Model Predictive Direct Duty-Cycle Control for PMSM Drive Systems With Variable Control Set
Zhanqing Zhou, Changliang Xia, Tingna Shi, Qiang Geng
Abstract
Finite control set model predictive control has received extensive attention because of its excellent dynamic performance; however, it still needs to be studied in terms of torque ripples reduction and parameter robustness. To reduce the steady-state torque ripples and maintain the appropriate antiparameter perturbation ability, in this article, we propose a model predictive direct duty-cycle control (MPD2C) strategy based on “variable control set (VCS).” In the proposed strategy, the direct mapping relations between the electromagnetic torque, flux, and three-phase duty cycles have been established by exploring the dual relationship of vector synthesis and duty cycles.
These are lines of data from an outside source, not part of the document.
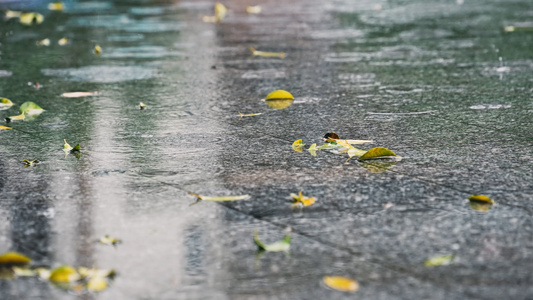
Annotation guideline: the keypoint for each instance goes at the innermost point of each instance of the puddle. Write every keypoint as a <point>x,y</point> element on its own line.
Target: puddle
<point>102,74</point>
<point>140,52</point>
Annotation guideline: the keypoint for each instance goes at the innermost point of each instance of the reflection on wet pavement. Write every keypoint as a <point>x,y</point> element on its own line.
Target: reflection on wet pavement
<point>438,82</point>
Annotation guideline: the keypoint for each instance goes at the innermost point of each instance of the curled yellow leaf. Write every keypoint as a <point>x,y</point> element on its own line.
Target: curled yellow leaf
<point>340,283</point>
<point>14,258</point>
<point>279,94</point>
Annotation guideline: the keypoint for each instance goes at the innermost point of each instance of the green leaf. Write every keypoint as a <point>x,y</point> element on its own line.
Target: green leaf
<point>5,104</point>
<point>222,198</point>
<point>30,163</point>
<point>20,117</point>
<point>480,202</point>
<point>64,274</point>
<point>481,198</point>
<point>378,152</point>
<point>30,108</point>
<point>14,258</point>
<point>31,18</point>
<point>107,240</point>
<point>439,260</point>
<point>278,246</point>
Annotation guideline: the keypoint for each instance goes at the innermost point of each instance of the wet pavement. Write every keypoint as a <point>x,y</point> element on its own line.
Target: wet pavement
<point>438,82</point>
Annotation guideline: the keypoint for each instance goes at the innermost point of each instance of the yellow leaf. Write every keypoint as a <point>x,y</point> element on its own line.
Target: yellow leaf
<point>439,260</point>
<point>14,258</point>
<point>5,103</point>
<point>97,284</point>
<point>23,272</point>
<point>97,50</point>
<point>267,54</point>
<point>341,283</point>
<point>31,18</point>
<point>298,145</point>
<point>377,152</point>
<point>64,274</point>
<point>300,200</point>
<point>62,41</point>
<point>222,198</point>
<point>79,94</point>
<point>56,6</point>
<point>16,118</point>
<point>279,94</point>
<point>312,149</point>
<point>43,273</point>
<point>253,9</point>
<point>44,42</point>
<point>12,14</point>
<point>481,198</point>
<point>279,103</point>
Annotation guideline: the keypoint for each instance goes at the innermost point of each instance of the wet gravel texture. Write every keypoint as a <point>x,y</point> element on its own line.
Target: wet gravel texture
<point>438,82</point>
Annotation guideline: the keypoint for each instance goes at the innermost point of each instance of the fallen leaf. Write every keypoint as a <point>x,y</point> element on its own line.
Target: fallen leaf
<point>62,41</point>
<point>248,115</point>
<point>14,258</point>
<point>480,202</point>
<point>298,145</point>
<point>69,149</point>
<point>253,9</point>
<point>12,14</point>
<point>23,272</point>
<point>481,198</point>
<point>279,246</point>
<point>107,240</point>
<point>56,6</point>
<point>96,284</point>
<point>279,103</point>
<point>267,54</point>
<point>43,273</point>
<point>64,274</point>
<point>340,283</point>
<point>80,94</point>
<point>376,166</point>
<point>300,200</point>
<point>97,50</point>
<point>312,149</point>
<point>29,163</point>
<point>30,109</point>
<point>378,152</point>
<point>43,42</point>
<point>517,28</point>
<point>31,18</point>
<point>16,118</point>
<point>439,260</point>
<point>222,198</point>
<point>279,94</point>
<point>5,104</point>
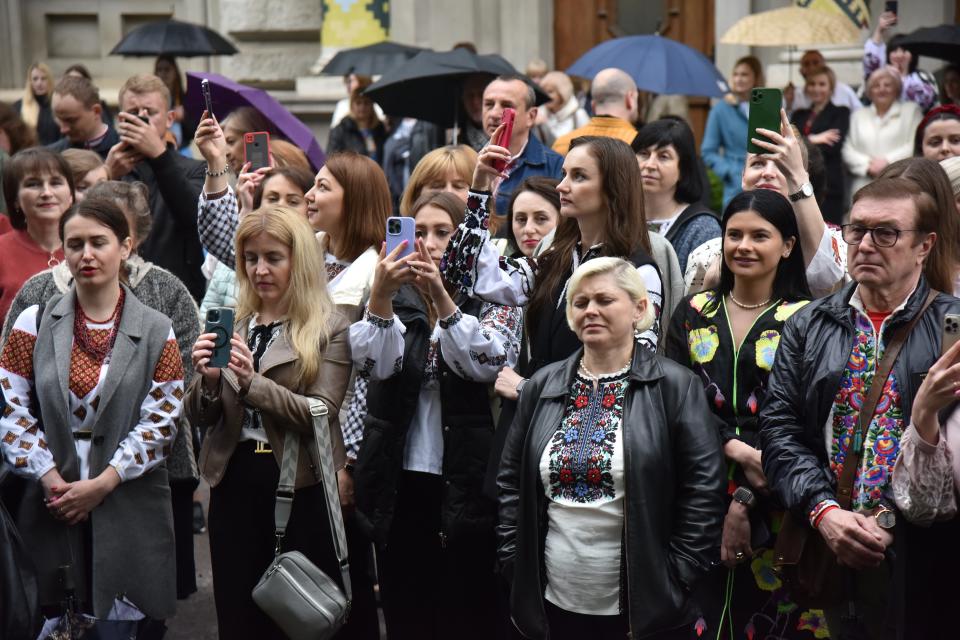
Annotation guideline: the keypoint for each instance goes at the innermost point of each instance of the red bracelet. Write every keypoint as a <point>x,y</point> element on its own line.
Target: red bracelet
<point>816,522</point>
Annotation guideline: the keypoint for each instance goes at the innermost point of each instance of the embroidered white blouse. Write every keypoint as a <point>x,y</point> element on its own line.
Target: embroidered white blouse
<point>474,348</point>
<point>23,440</point>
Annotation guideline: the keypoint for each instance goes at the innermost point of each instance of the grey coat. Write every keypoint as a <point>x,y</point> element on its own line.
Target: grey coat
<point>132,530</point>
<point>158,289</point>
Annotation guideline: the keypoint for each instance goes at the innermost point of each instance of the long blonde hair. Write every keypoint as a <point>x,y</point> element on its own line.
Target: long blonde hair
<point>29,107</point>
<point>309,306</point>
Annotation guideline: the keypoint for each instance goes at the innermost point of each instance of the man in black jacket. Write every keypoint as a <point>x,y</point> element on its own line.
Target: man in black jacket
<point>146,153</point>
<point>828,356</point>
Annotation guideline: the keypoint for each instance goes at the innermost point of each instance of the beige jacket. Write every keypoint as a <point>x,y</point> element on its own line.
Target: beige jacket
<point>282,399</point>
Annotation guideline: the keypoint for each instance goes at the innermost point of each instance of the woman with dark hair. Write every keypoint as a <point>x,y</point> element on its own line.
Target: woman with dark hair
<point>825,125</point>
<point>938,134</point>
<point>38,186</point>
<point>728,336</point>
<point>601,210</point>
<point>103,371</point>
<point>724,145</point>
<point>428,354</point>
<point>672,189</point>
<point>917,86</point>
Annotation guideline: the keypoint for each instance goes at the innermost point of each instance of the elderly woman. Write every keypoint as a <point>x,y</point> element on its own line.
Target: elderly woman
<point>563,113</point>
<point>614,456</point>
<point>881,133</point>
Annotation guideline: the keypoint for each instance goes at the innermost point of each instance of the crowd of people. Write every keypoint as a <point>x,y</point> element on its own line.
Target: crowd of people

On this basis, the novel predictive model and VCS that uses the three-phase duty cycles as the key variable are constructed. Finally, the proposed strategy determines the three-phase duty cycles from VCS by employing a two-stage optimization mechanism, which means the proposed strategy can generate virtual vectors with multiple insulated gate bipolar transistor (IGBT) switching patterns. Then, the high-precision torque and flux adjustment would be achieved. The experimental results show that VCS-MPD2C has excellent static and dynamic control performance, acceptable execution efficiency, and relatively good parameter robustness.